FUTURE FACTS: A Forecast of the World As We Will Know It Before the End of the Century

By

Pub Date: April 1st, 1976
Publisher: Simon & Schuster

Your own tingling ultrasonic shower/bath, your own home waste recycling system, your videophone, your eye movements to direct your robot vacuum cleaner or typewriter, your vacation home under the sea, your flat wall TV, memory pill, replaceable organs, grow-them-yourself bones. . . they're all here in Rosen's compilation of things within a generation's reach. Some of it's fun, some Big Brotherish; some way in and already here, some way out and iffy. Trouble is, you may be more depressed than delighted at the thought of all that instant information, replay, communication among all those Six-Million-Dollar persons darting around in their hydrogen-powered (pollution-free) cars or swinging onto conveyor belts between office and modular home. Part of the problem is Rosen's upbeat style. The individual ""facts"" are presented as lively but highly condensed one-pagers, like snappy but teasing newspaper pieces or publicity handouts. Indeed the sources--NASA, Exxon, IBM, the Rand Corp., and other major government or industrial/research organizations--guarantee optimism.
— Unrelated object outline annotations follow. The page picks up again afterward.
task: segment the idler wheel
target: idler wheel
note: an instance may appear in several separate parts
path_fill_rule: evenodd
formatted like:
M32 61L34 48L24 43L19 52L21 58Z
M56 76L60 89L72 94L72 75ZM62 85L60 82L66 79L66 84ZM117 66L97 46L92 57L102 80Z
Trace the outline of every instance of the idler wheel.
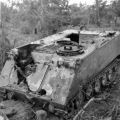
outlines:
M89 84L86 89L86 98L87 99L91 98L92 94L93 94L93 86L92 84Z
M95 89L95 92L96 92L96 93L99 93L99 92L101 91L101 83L100 83L100 80L99 80L99 79L97 79L97 80L95 81L95 87L94 87L94 89Z
M106 86L106 85L107 85L107 77L106 77L106 74L104 74L104 76L101 78L101 82L102 82L102 85L103 85L103 86Z

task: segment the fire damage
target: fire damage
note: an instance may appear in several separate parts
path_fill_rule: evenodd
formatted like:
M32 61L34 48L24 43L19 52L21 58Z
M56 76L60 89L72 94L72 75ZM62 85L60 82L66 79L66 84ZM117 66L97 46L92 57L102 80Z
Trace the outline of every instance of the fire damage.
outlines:
M10 120L73 119L112 84L119 66L118 36L66 30L12 49L0 77L7 81L0 87L1 111Z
A thoughtful reader will want to know more, ask if Advance X won't conflict with Advance Y or create more pollution, use more energy, etc., for which Rosen offers only a rare caveat. Also, the condensed style demands that the reader be fluent in a variety of technological languages, from medicine to information theory or nuclear energy. In short, this is a mixed bag of future tricks that may appeal to bright high-schoolers, readers of popular science magazines and perhaps writers, teachers or futurists who want a handy reference file to serve as a jumping-off place.